Store the duplicated state in the consensus chain, if there are bundles submitted at #n there will be an ER of #n submitted later and a potential fraud proof, thus store one more copy of the state at #n on runtime (e.g. block randomness, transaction byte fee, domain runtime code, etc) for potential later use, and prune them when the ER is confirmed
Obviously too expensive
Implement stateless fraud proof, requiring the fraud proof contain storage proof for any state used during verification so we don’t need to query from the client via host function, the storage proof can be verified against the state root of the consensus block header thus also require fast sync to download the header
Increase the size of fraud proof.
For XDM, download both the state and the MMR offchain storage at block #n during the fast sync.
Proposed fast sync by definition starts with something that is already archived, meaning it is at least 100 blocks deep according to archiving depth, i practice likely deeper than that. So we do have (or can have if necessary) state for some recent blocks.
And MMR was supposed to be a solution to this exact problem:
store all MMR peaks in the runtime state
generate a stateless proof, potentially with some off-chain data and as the result MMR proof generated and included in FP can be used to verify any data in the block or corresponding state in the past
The only constraint is that it would be generated for a corresponding MMR root that should still be in the state of non-pruned block by the time FP verification happens or else FP would have to be re-generated.

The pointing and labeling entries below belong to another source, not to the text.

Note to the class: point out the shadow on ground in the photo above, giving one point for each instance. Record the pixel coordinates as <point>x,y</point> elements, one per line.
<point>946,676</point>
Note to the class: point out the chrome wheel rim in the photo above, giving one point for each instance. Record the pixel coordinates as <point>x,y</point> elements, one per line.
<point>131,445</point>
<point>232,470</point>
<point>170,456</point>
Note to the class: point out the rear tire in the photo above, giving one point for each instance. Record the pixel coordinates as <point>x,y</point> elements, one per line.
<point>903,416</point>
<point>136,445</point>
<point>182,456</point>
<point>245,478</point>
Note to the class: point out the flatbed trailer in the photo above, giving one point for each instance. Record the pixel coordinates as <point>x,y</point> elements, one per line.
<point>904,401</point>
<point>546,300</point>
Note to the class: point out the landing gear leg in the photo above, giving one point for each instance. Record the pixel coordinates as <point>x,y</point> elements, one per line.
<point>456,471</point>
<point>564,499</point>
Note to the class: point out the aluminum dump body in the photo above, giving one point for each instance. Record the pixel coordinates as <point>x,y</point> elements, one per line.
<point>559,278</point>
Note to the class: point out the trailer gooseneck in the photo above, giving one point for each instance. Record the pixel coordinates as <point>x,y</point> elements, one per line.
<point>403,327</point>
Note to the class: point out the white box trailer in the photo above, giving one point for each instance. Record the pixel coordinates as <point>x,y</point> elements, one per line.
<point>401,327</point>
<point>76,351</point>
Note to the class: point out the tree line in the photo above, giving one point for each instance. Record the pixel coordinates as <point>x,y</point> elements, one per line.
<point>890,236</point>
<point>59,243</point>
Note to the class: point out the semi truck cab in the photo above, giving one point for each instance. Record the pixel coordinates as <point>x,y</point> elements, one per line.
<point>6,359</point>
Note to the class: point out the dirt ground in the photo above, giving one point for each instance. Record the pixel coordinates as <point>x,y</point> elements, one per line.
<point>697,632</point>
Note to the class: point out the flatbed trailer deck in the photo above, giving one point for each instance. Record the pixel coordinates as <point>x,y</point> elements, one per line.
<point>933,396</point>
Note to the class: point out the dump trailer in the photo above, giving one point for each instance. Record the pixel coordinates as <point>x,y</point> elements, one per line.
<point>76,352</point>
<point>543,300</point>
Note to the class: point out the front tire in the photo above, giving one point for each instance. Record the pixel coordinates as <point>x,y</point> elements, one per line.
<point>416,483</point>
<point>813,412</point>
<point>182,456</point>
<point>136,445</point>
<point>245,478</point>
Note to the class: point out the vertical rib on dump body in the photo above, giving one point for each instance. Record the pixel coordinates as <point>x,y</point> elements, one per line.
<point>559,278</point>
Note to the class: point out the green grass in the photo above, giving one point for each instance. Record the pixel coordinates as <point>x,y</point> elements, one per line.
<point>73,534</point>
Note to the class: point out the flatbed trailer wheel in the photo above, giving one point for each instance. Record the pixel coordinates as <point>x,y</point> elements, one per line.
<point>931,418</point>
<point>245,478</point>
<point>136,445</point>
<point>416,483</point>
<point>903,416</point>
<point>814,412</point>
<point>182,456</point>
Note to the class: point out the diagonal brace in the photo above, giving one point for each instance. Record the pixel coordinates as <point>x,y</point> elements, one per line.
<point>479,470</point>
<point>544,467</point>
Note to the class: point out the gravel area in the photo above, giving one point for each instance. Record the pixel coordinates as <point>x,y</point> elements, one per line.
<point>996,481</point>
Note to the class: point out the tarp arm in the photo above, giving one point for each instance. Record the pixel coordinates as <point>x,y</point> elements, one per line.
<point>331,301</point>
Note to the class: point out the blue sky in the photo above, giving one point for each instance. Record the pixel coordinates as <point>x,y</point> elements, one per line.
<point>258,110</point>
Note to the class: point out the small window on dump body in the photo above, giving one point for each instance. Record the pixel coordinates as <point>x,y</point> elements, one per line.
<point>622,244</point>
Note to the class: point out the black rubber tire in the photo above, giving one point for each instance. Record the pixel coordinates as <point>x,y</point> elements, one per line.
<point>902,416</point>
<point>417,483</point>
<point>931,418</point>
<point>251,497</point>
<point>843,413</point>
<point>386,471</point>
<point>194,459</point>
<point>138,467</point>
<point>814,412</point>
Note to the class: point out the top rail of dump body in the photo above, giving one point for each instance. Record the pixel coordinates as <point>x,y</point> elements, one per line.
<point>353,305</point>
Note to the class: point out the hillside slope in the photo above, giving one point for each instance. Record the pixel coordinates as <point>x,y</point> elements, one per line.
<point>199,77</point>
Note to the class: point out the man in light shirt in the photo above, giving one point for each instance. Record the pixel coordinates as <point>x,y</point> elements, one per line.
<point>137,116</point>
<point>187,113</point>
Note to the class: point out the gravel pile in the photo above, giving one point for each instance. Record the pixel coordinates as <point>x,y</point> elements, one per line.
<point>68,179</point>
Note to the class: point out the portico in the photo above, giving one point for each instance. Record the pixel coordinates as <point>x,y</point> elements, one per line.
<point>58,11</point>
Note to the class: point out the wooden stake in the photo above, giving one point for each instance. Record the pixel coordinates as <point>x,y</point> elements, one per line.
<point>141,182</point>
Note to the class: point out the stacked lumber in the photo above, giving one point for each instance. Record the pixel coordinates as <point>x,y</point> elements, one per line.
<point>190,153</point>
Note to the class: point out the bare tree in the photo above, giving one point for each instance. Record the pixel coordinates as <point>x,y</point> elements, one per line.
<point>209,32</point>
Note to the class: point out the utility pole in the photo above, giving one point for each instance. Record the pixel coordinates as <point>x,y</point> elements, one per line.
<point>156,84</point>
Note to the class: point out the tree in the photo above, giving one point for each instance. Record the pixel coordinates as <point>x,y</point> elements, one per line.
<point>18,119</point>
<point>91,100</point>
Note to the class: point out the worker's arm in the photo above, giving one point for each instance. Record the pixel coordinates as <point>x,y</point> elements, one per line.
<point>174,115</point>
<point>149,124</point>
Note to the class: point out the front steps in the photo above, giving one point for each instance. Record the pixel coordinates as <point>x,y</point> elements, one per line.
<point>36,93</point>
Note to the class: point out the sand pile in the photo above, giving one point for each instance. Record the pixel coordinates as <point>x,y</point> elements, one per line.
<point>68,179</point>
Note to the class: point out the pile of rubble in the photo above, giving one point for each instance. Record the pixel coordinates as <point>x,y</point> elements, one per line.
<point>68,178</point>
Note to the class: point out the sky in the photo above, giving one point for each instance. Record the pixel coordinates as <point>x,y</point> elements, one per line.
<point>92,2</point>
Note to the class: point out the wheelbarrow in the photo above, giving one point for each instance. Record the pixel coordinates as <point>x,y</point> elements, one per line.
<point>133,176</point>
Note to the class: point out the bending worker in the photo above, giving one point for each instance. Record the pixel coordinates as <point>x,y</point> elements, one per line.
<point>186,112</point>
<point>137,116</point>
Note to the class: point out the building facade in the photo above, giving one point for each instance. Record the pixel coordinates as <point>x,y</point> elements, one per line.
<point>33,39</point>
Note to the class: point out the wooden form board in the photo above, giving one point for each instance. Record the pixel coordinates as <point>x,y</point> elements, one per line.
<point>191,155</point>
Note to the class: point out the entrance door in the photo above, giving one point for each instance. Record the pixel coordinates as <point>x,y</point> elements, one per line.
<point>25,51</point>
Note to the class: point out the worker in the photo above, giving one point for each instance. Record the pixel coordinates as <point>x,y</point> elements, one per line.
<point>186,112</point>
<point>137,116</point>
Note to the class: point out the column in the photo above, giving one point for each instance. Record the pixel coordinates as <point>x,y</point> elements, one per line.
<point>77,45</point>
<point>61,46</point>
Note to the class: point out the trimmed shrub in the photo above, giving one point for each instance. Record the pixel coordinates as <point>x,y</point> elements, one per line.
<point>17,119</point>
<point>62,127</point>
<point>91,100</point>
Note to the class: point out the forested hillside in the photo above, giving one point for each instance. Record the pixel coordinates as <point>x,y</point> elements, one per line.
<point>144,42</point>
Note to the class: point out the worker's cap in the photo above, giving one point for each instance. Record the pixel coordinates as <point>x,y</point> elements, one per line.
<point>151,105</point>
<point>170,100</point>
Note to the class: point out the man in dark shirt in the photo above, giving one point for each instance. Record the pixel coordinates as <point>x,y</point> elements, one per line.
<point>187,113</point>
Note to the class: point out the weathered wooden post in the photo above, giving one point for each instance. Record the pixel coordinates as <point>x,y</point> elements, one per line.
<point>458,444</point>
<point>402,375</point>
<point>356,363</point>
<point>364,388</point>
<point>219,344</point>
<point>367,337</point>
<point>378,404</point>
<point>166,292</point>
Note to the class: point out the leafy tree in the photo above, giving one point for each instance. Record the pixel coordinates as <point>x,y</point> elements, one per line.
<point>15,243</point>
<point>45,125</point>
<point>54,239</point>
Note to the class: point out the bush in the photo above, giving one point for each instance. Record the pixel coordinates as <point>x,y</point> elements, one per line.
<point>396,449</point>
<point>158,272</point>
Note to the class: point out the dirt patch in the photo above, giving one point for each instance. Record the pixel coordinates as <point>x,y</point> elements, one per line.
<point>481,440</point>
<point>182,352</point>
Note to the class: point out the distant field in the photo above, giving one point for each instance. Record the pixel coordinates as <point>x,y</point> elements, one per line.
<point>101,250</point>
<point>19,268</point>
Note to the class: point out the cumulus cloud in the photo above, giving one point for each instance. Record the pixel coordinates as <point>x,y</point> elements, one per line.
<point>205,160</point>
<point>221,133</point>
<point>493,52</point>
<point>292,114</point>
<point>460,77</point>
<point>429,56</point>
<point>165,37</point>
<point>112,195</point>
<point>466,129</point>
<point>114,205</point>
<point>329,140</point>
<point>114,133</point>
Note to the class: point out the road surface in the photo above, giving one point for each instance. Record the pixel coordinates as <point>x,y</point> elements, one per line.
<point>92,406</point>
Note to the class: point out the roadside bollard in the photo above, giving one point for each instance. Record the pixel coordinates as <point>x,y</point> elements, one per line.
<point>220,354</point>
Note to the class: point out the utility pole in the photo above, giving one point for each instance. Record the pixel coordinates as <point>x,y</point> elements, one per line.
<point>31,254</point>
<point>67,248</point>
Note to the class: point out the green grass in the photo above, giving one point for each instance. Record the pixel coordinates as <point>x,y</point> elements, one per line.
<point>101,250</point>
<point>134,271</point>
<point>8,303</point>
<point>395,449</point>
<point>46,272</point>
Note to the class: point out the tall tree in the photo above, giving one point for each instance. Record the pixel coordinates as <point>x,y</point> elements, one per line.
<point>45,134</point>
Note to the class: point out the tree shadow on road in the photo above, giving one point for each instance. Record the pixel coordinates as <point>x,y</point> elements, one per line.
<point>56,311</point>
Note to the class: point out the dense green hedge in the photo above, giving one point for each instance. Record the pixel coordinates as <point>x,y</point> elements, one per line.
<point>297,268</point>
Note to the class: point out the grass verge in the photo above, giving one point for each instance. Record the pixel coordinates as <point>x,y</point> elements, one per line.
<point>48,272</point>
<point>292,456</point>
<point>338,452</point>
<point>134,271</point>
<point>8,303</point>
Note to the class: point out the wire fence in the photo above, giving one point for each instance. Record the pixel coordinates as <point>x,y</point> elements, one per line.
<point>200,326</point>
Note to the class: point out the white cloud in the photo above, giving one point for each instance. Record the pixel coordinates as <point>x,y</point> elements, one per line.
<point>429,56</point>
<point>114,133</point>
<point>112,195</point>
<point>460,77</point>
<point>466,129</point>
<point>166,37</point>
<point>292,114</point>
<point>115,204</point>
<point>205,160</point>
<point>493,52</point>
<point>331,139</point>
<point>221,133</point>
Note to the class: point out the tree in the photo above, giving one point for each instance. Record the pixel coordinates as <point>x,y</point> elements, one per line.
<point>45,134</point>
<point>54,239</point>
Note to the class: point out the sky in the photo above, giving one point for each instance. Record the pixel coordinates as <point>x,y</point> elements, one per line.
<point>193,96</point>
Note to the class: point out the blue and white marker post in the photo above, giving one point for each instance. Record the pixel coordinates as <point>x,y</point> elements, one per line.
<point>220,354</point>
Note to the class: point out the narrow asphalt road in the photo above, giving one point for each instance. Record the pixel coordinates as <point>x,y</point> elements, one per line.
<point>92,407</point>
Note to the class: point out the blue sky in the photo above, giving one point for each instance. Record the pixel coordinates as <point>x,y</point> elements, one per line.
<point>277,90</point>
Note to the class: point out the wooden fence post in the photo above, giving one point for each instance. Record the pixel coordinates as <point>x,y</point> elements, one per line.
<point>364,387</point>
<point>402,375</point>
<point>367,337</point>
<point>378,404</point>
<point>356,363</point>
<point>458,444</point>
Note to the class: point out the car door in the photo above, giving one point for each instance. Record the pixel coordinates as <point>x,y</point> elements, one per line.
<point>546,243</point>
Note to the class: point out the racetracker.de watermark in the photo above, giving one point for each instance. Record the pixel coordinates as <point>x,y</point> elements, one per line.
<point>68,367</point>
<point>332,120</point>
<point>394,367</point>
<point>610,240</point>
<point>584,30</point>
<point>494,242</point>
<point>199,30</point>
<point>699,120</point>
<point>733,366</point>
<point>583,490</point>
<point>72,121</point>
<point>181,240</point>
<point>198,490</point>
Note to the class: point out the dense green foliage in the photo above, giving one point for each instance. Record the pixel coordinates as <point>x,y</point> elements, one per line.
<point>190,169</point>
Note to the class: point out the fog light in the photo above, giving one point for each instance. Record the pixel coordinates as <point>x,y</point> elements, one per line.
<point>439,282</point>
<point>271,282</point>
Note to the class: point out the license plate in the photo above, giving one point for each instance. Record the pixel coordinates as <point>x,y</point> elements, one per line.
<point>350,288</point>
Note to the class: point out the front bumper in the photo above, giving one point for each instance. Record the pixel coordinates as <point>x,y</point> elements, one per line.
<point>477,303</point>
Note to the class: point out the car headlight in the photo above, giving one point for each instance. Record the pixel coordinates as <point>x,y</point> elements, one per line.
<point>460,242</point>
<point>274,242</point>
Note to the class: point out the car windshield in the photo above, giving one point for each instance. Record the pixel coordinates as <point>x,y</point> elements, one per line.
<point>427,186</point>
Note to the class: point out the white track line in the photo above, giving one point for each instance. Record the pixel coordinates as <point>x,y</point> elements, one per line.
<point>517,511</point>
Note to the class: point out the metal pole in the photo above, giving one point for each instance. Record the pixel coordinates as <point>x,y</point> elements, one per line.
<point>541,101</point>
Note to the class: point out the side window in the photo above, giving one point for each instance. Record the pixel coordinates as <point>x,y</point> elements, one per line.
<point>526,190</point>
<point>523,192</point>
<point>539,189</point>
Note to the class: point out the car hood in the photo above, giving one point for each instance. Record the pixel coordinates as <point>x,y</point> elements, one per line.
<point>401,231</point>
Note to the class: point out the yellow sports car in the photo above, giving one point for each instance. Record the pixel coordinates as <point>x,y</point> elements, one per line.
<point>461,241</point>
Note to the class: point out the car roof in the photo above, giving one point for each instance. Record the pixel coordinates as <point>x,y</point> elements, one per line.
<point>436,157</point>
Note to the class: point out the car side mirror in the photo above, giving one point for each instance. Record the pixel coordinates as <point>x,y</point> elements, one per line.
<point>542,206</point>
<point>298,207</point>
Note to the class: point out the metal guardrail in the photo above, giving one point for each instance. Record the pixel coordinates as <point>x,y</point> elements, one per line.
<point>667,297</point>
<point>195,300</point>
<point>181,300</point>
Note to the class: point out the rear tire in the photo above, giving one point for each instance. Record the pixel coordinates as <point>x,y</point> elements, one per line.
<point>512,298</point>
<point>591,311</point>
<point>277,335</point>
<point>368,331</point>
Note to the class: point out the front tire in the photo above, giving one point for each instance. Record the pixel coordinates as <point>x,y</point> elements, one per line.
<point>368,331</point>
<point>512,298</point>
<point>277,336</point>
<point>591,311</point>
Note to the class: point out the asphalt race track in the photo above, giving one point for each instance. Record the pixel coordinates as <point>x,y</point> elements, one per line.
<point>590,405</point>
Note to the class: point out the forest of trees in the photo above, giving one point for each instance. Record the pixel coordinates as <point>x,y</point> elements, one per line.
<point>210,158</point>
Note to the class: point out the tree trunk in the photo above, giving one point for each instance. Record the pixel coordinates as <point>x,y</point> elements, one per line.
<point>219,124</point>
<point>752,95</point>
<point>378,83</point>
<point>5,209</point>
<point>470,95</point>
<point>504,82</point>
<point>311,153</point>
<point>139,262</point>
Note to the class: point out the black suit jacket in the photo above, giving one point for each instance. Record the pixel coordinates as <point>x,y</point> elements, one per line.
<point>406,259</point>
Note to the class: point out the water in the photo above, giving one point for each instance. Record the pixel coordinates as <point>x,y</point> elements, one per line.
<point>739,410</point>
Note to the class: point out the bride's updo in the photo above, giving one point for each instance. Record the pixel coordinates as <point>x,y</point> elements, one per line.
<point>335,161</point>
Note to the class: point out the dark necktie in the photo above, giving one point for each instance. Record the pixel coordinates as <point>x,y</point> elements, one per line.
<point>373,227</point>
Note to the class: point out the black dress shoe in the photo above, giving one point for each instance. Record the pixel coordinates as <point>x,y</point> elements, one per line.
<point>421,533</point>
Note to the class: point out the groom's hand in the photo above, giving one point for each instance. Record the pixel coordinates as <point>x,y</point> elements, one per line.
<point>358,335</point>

What out of mentioned assumptions do not hold and why?
Proposed fast sync by definition starts with something that is already archived, meaning it is at least 100 blocks deep according to archiving depth, i practice likely deeper than that. So we do have (or can have if necessary) state for some recent blocks.
There are 2 issues:
The challenge period is now defined in the domain block. Because the domain can stop progressing while the consensus chain keeps growing, there is no limit to how many consensus historical states are required for potential fraud proof.
There is no time limit for ER submission. Suppose there are bundles included in block #1, then the domain stops and the corresponding ER is later submitted at block #100000, and a fraud proof is submitted at #100001, to verify the fraud proof we need to query the state at #1
And MMR was supposed to be a solution to this exact problem
Do you mean the “stateless fraud proof” approach but getting the state root from MMR proof instead of the block header?
Both of these are non-issues with stateless MMR proof if I understand it correctly.
Yes, with MMR proof you can prove which state root corresponds to which block without having access to block or even its header (we will want to prove everything for blocks below a few segment headers to achieve Make node use bounded amount of space on disk · Issue #2114 · subspace/subspace · GitHub, so any reliance on state or even block headers will prevent us from getting there).
I agree with Nazar. (1) Our fraud proofs are designed so that only the information of block headers is required. (2) The use of MMR allows us to download the recent headers (instead of all the headers). It seems that (1) + (2) solves the problem.